By Cyndy Salamti
Although the elementary school that Cyndy Salamati’s twins attend offered her the choice of separating or keeping her boys together, she was surprised to learn that many schools around the country have a “twin policy” that mandates separation. Cyndy’s interest was aroused and she began researching the reasoning behind such a policy. She summarizes what she read.
The Joy of Twins
(Crown Publishers, Inc., 1988), Pamela Patrick Novotny
The author states that the need to separate twins lies in the fear they will be “pathologically dependent on each other if not forced to strike out on their own while still young.” Our society places great importance on individualism and fosters the belief that keeping twins together only invites comparisons that will hurt the twins, and obstruct their ability to develop separate identities. “The best policy,” Novotny suggests, “seems to be no policy at all, which means that each year, you and your children need to decide what will work best for you.”

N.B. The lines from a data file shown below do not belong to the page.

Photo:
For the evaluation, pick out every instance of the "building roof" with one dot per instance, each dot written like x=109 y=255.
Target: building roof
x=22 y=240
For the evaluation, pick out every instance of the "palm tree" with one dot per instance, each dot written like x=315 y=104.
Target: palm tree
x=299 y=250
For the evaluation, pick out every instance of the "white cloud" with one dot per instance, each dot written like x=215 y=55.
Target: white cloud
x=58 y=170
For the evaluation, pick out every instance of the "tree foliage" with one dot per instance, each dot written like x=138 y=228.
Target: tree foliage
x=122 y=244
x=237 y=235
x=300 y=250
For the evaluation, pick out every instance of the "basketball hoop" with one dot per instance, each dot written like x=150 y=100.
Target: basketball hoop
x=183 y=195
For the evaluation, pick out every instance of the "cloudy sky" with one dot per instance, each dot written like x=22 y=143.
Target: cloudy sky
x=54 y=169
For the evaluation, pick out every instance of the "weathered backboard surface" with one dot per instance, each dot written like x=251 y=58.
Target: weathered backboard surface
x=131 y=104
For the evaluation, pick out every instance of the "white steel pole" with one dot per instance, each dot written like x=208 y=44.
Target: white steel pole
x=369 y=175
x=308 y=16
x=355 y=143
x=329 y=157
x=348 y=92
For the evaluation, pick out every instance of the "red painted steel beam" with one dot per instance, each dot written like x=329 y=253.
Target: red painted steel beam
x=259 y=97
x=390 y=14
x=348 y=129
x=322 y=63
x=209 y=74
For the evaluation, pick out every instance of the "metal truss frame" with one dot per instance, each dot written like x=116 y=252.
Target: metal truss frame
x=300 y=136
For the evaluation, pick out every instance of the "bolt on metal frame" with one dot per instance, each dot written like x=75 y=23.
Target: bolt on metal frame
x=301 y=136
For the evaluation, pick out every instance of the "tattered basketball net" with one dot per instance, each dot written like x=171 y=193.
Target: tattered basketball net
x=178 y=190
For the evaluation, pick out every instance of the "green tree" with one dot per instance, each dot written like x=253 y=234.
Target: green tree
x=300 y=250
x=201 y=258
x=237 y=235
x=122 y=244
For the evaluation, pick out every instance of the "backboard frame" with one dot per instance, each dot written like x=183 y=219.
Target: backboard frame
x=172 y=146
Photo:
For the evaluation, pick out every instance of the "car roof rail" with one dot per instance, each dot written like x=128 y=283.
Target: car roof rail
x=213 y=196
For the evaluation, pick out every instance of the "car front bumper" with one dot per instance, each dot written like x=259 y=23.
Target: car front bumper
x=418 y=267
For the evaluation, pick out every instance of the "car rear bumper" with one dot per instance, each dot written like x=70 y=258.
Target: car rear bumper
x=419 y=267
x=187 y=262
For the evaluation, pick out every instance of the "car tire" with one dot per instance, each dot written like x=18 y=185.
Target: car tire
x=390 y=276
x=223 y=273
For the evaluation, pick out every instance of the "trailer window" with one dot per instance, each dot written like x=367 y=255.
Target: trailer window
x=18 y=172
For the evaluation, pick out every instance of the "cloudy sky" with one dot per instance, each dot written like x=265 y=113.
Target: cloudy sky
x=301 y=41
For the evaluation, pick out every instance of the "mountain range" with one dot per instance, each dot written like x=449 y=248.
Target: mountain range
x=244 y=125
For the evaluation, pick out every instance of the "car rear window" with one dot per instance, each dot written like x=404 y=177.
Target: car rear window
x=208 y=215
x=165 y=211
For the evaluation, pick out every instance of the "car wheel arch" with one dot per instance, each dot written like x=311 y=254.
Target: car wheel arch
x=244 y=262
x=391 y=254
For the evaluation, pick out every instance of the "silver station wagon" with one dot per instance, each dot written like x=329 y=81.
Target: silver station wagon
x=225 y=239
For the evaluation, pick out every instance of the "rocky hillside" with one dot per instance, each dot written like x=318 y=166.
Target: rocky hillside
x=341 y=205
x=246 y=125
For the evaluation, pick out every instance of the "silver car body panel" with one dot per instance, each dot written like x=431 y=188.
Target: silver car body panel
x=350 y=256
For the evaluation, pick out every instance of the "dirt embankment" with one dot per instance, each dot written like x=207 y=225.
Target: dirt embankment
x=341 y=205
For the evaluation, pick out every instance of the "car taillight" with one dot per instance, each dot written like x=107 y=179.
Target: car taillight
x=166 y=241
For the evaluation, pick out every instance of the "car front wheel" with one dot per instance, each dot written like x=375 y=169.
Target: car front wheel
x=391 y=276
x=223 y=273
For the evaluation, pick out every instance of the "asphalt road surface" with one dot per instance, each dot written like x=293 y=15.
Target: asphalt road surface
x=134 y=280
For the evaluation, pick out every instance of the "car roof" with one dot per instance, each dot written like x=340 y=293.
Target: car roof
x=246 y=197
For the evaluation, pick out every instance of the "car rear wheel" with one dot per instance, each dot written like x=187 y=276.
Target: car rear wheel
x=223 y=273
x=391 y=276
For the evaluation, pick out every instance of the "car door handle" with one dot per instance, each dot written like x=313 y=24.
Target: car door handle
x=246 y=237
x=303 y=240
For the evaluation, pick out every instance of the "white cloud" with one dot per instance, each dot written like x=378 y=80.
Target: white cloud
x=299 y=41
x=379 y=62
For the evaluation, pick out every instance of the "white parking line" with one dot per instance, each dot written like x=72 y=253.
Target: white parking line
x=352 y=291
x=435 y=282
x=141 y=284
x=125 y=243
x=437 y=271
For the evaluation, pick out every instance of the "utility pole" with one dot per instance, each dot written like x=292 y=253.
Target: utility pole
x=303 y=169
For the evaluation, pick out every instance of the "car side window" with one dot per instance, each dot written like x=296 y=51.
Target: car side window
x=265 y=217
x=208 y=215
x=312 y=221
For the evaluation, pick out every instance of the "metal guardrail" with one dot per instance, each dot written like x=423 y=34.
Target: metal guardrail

The Art of Parenting Twins
(Ballantine Publishing Group, 1999) by Patricia Maxwell Malmstrom and Janet Poland
Malmstrom and Poland agree with Novotny. “Twins vary in their need to be in separate or the same classrooms from year to year.” The authors argue that twins benefit from placement together, however. They make the point “there is no research supporting the idea that separation is necessary for the growth of individuality at this stage. In fact, the evidence suggests that twins who are separated inappropriately are liable to regress and cling more tightly to their relationship.” The authors recommended separation if both children initiate the request, when they’re different in personalities and abilities and one twin has trouble keeping up or if they are getting locked into roles that might restrict their behavior.
The Parents’ Guide to Raising Twins
(St. Martin’s Press, 1983) by Elizabeth Friedrich and Cherry Rowland
The authors point out that starting twins in elementary school together makes it easier for each of them to settle into the new environment, especially if they go to a school where they don’t know anyone else. Friedrich and Rowland, however, cite several twin behaviors that could “inhibit one or the other from participating fully in an area of schoolwork or play if they are kept together.” For example, twins trying to be exactly the same or, in contrast, making an effort to pull apart and establish separate identities.
Separation may also be in the twins’ best interest if one twin feels that he or she can’t compete with the other in certain activities and, rather than risk failure, abandons attempts to participate, or in cases where one or both twins struggle with issues of inferiority or domination. For the most part, the authors encourage individualism and strongly suggest separation in the primary school environment.
Cyndy Salamati lives in Brookfield, Wis., with her 7-year-old twin boys.